Andy Greenberg, Wired:
…an escalating pattern of fraud based on so-called SIM swap attacks, where hackers trick or bribe a phone company employee into switching the SIM card associated with a victim’s phone number. The attackers then use that hijacked number to take over banking or other online accounts. According to Tenreiro, the bank had seen more than 17 SIM swap frauds every month. The problem was only getting worse.

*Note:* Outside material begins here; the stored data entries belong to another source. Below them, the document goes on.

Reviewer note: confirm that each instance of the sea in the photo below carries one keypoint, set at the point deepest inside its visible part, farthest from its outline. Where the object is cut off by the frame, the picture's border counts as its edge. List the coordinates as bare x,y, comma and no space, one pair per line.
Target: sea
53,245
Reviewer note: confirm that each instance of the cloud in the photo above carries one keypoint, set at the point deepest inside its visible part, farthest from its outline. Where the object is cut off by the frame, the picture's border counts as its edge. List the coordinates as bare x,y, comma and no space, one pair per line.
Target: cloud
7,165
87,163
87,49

SIM swap hackers rely on intercepting a one-time password sent by text after stealing a victim’s banking credentials, or by using the phone number as a password reset fallback. So the phone company, Tenreiro says, offered a straightforward fix: The carrier would set up a system to let the bank query phone records for any recent SIM swaps associated with a bank account before they carried out a money transfer. If a SIM swap had occurred in, say, the last two or three days, the transfer would be blocked. Because SIM swap victims can typically see within minutes that their phone has been disabled, that window of time let them report the crime before fraudsters could take advantage.
I recognize that this is a game of whack-a-mole, where one security hole is plugged and another one is discovered. But this seems a pretty solid solution.

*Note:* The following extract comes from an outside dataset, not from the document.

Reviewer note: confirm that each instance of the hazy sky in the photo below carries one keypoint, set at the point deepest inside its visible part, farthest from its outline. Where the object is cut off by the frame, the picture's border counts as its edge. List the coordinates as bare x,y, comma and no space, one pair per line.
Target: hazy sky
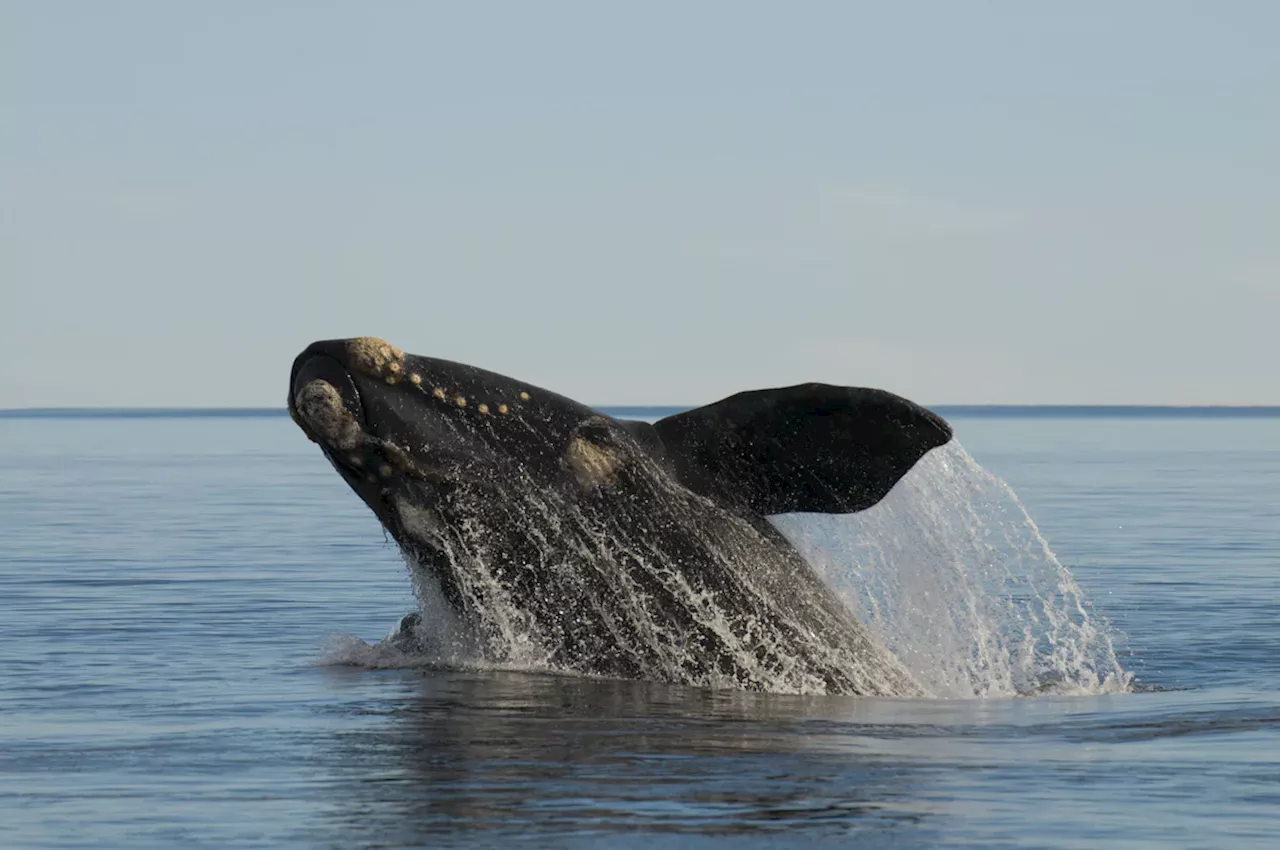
647,202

By August of 2018, Mozambique’s largest bank was performing SIM swap checks with all the major carriers. “It reduced their SIM swap fraud to nearly zero overnight.”
Why is the US not following in Mozambique’s SIM-securing footsteps?
CTIA vice president for technology and cybersecurity John Marinho argued that while US carriers may not offer real-time SIM swap checks, that’s in part because the US has other protections, like geolocation checks based on banks’ mobile applications installed on smartphones, and two-factor authentication. (The latter, of course, is exactly the security measure SIM swaps attempt to circumvent.)